Further signs of polarization came on Sunday with news from France that Benoît Hamon, the firebrand left-wing former minister previously regarded as a no-hoper, beat Manuel Valls, the former prime minister and early front-runner, to become the Socialist candidate in April’s presidential election.

Yet 2017 may not see the nadir of Europe’s fortunes. Assuming the European Union and in particular the economic and monetary union (eurozone) survives the next 12 months without further ravages, 2019 might be the year when Europe’s run of bad news becomes terminal.

At that time, everything runs out: the eight-year mandates of European Central Bank President Mario Draghi and Bundesbank chief Jens Weidmann; generous flows of EU structural support funds to Eastern and Central Europe; and EU payments by the U.K., the departing third-biggest net contributor.

Moreover, any chance of further largesse for Europe’s problem-hit peripheral countries through the ECB’s (by then) €2 trillion-plus quantitative easing bond purchases will by then have ended.

Already, some ECB watchers are speculating that, as part of a last-ditch effort to shore up the EURUSD, +0.0374% edifice, EU leaders after the German elections in September could decide to “recalibrate” jobs at the helm of European central banking.

In 2018, assuming Angela Merkel, the German chancellor remains in power after the vote this autumn, she could lead a bold move to switch Weidmann, a year ahead of expiry of his eight-year term, to the helm of the ECB. This would free Draghi to assume the prime ministership in Rome as yet another technocratic government leader to maintain Italy’s fraught position in the EU and the euro’s economic and monetary union.

Such a scenario might appear far-fetched, but it would have three advantages.

First, promoting Weidmann to head the ECB would bind Germany comprehensively to continue its adherence to the euro, blocking any move (however complicated that might be) for Germany itself to depart.

Second, QE — extended throughout 2017 although at a lower monthly rate of government bond purchases from April until December — will almost certainly have ended by the second half of 2018, allowing Draghi to bow out of his tenure in Frankfurt on a message of “mission completed.”

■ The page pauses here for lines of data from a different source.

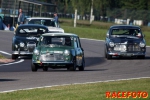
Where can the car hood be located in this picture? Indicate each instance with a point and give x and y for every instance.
(126, 39)
(47, 49)
(26, 38)
(55, 29)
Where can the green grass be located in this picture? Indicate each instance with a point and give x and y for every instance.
(1, 57)
(94, 91)
(96, 30)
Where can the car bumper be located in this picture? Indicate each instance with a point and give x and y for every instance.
(126, 53)
(22, 53)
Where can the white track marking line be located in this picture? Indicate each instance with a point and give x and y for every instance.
(20, 61)
(73, 84)
(12, 62)
(97, 40)
(5, 52)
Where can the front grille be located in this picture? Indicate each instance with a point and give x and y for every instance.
(127, 47)
(52, 57)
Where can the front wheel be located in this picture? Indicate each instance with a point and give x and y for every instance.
(34, 67)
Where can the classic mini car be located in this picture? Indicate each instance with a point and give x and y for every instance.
(58, 51)
(49, 22)
(125, 40)
(25, 39)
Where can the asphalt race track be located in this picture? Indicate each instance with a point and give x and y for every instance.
(20, 76)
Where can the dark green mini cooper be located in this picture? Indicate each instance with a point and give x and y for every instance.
(58, 50)
(25, 39)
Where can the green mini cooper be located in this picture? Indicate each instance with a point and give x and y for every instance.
(58, 50)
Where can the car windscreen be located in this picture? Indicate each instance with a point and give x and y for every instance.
(46, 22)
(30, 31)
(56, 40)
(129, 32)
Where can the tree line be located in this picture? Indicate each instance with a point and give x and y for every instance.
(133, 9)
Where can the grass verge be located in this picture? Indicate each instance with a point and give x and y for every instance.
(96, 30)
(1, 57)
(93, 91)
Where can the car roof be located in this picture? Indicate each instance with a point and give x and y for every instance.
(124, 26)
(39, 18)
(59, 34)
(32, 25)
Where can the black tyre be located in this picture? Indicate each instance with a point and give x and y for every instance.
(45, 68)
(34, 68)
(81, 68)
(14, 56)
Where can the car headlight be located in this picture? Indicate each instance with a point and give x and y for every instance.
(22, 44)
(111, 44)
(67, 52)
(142, 44)
(36, 52)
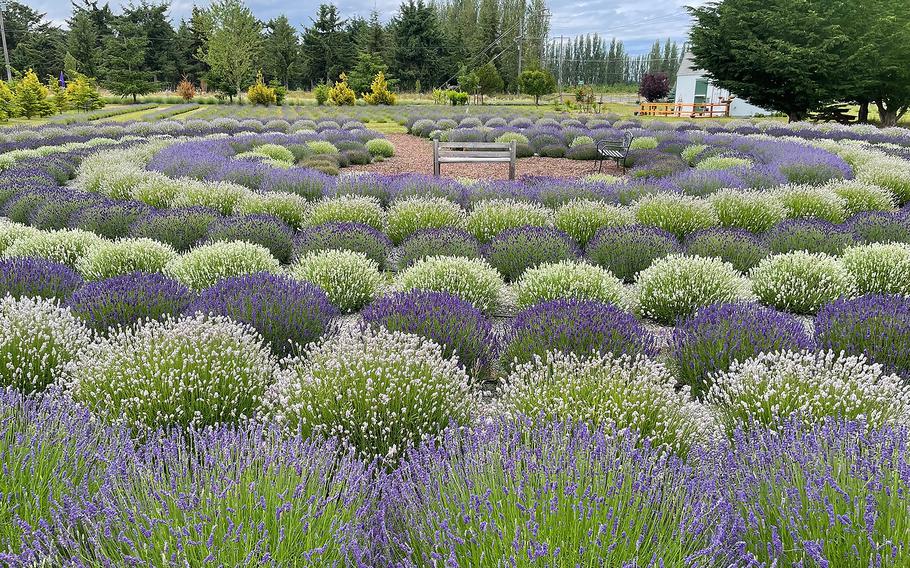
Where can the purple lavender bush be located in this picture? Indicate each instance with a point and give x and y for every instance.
(287, 313)
(260, 229)
(513, 251)
(456, 325)
(37, 278)
(553, 494)
(812, 235)
(437, 242)
(575, 326)
(875, 326)
(720, 334)
(626, 251)
(833, 494)
(740, 248)
(181, 228)
(356, 237)
(124, 301)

Third, Draghi, who will be 70 in September, would be following in the highly respectable footsteps of Carlo Ciampi, another senior Italian technocrat who, like Draghi, headed the Banca d’Italia. Ciampi, who died aged 95 last September, became Italian prime minister in 1993, aged 72, and was Treasury minister supervising the euro’s introduction in 1999 as well as Italian president in 1999-2006 — a job that Draghi could still take in coming years if he proves resilient and successful enough.

A Weidmann-Draghi reshuffle would confirm the strong element of Realpolitik running through European decision-making at a time of challenges unparalleled since the 1950s.

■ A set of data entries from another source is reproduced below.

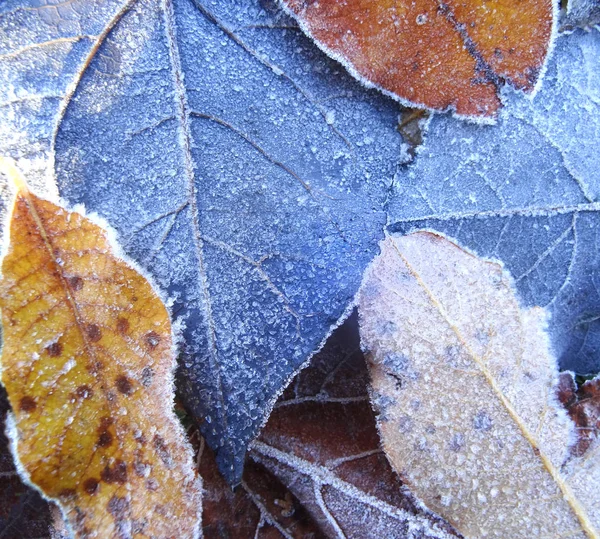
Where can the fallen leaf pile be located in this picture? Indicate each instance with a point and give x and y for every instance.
(87, 364)
(435, 54)
(366, 234)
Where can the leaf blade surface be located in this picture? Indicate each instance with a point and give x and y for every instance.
(248, 174)
(487, 448)
(87, 362)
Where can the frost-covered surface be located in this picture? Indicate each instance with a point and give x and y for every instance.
(43, 45)
(247, 172)
(583, 13)
(526, 191)
(463, 380)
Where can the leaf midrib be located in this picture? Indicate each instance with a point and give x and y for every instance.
(571, 499)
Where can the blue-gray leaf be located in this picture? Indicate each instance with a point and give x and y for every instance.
(527, 192)
(42, 50)
(248, 174)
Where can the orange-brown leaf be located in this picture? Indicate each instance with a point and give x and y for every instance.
(87, 364)
(451, 53)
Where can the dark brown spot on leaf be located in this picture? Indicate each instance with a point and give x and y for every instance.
(116, 474)
(152, 484)
(104, 439)
(152, 339)
(90, 485)
(118, 507)
(54, 349)
(27, 404)
(162, 450)
(76, 283)
(95, 367)
(122, 325)
(93, 332)
(123, 384)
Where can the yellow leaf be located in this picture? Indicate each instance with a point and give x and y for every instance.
(87, 363)
(463, 380)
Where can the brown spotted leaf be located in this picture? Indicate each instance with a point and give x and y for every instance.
(443, 54)
(321, 441)
(23, 512)
(488, 448)
(261, 507)
(87, 364)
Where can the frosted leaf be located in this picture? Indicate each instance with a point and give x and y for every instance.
(583, 13)
(247, 173)
(486, 447)
(526, 191)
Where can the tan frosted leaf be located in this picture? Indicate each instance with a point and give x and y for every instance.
(464, 382)
(87, 364)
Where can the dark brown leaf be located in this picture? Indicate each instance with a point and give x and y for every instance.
(583, 405)
(261, 507)
(23, 512)
(321, 441)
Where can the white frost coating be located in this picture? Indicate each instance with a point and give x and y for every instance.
(13, 445)
(321, 476)
(481, 120)
(167, 390)
(485, 447)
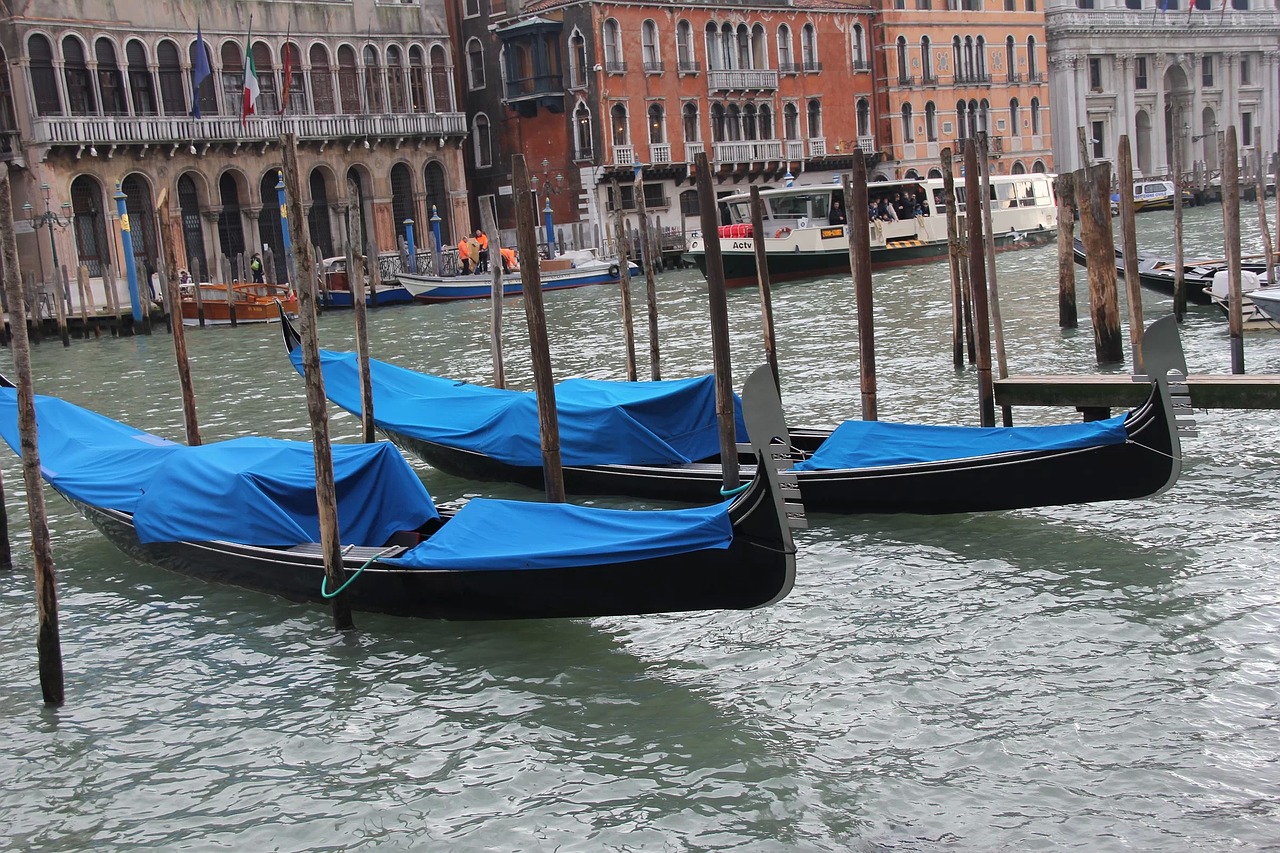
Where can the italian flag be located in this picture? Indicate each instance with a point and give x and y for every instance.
(251, 89)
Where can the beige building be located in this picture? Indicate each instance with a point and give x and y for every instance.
(99, 94)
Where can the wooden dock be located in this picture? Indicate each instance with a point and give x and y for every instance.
(1119, 391)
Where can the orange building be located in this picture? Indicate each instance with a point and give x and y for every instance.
(949, 69)
(592, 91)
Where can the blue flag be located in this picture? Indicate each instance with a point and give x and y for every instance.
(199, 71)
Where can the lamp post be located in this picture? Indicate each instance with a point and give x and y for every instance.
(549, 188)
(49, 219)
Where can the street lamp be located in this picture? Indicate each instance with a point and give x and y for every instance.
(549, 187)
(49, 219)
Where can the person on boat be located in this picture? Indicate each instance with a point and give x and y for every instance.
(837, 217)
(508, 259)
(465, 256)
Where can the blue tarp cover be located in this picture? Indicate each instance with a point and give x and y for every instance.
(251, 491)
(515, 534)
(872, 443)
(636, 423)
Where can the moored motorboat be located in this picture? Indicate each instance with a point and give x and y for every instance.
(658, 441)
(804, 240)
(243, 512)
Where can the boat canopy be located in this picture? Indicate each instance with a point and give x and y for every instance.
(624, 423)
(549, 536)
(250, 491)
(873, 443)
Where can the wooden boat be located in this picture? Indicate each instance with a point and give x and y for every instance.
(612, 442)
(801, 242)
(243, 512)
(448, 288)
(255, 302)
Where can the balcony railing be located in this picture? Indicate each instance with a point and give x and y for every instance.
(58, 129)
(743, 80)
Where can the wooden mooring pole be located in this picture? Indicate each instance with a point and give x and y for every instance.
(721, 361)
(318, 411)
(978, 282)
(1232, 243)
(1064, 187)
(49, 646)
(854, 186)
(1129, 246)
(762, 279)
(539, 345)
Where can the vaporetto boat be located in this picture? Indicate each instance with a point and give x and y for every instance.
(801, 241)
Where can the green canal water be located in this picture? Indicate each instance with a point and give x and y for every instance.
(1093, 678)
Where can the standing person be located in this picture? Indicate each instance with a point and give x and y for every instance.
(464, 256)
(483, 258)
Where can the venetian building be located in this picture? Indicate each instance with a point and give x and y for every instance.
(950, 69)
(593, 92)
(1171, 77)
(99, 95)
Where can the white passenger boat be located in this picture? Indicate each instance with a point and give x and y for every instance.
(801, 241)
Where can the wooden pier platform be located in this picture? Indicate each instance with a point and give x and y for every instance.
(1119, 391)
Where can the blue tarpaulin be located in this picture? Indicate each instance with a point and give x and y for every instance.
(548, 536)
(250, 491)
(873, 443)
(636, 423)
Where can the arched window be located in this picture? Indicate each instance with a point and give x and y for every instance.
(576, 60)
(618, 124)
(814, 118)
(402, 196)
(295, 89)
(657, 124)
(396, 80)
(92, 249)
(685, 46)
(442, 91)
(374, 81)
(110, 82)
(583, 147)
(483, 144)
(786, 59)
(809, 48)
(417, 80)
(233, 78)
(689, 121)
(613, 48)
(208, 91)
(475, 64)
(192, 228)
(80, 86)
(173, 91)
(44, 78)
(649, 51)
(321, 81)
(348, 80)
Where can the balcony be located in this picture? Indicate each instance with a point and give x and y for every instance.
(744, 80)
(151, 129)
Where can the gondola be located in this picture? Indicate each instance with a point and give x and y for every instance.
(243, 512)
(859, 468)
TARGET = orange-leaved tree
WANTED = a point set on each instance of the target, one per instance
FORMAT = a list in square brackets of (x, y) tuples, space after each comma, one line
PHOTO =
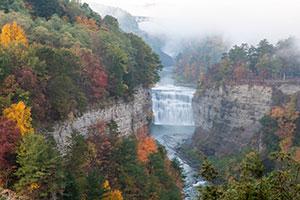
[(286, 117), (112, 194), (89, 23), (21, 115), (12, 32), (146, 145)]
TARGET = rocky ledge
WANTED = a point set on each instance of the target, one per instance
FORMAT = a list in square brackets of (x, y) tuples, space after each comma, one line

German officials say there is no alternative to further QE this year even though it will lead to unpopular rises in German inflation — since the alternative would be worse. An early ending to government bond purchases could precipitate a capital-market shock and a banking collapse in Italy and other peripheral states — and this would have a still greater negative effect than QE on nervous German voters ahead of the September parliamentary elections.